Nossos lobos podem correr e uivar livremente. Podemos dançar para a lua, comer doces e bebidas lunares… tudo isso. — Nymerra complementa, um pouco impaciente.
— Todos menos o Alfa, você disse? — eu me meto novamente. Talvez uma pergunta audaciosa para uma recém-chegada. Mas fiquei curiosa sobre o Alfa Líder não participar de uma celebração tão importante.
— Sim. O Alfa Líder celebra da forma dele, em sua residência. Ele nos deixa livres para fazer as comemorações e administra tudo por cima. Mas, por motivos pessoais, prefere não ir às ruas.
— Por causa da maldição? — Aiden solta.
Nymerra se transforma.
— Cuidado com sua insolência ao falar do Alfa Líder, garoto. — ela alerta, com ferocidade no olhar.

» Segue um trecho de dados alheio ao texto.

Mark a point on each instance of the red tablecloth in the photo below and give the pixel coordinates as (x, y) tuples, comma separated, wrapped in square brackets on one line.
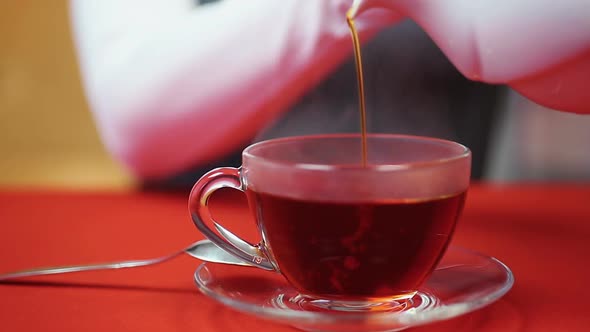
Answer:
[(542, 232)]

Aiden tocou num assunto delicado.
— Nunca mais ouse insinuar que o nosso Alfa Líder é amaldiçoado. Ele é diferente porque a deusa da Lua quis assim. Isso não é uma maldição.
Nós não temos o direito de nos metermos em seus assuntos.
Enfim, chega de conversa. Se arrumem, rápido. Temos um festival para organizar. — ela finaliza, saindo do dormitório.
— Toma cuidado com o que diz aqui, Aiden. — minha mãe alerta.
Aiden apenas assente, sério. Ficou com medo real ao se dar conta do que perguntou.
— Já passou, mãe. Vamos nos arrumar. Confesso que estou curiosa para ver esse festival com meus próprios olhos. Faz tempo que não vamos a uma festa, não? — digo, quebrando o clima tenso.
Todos se animam e começam a se arrumar para sair.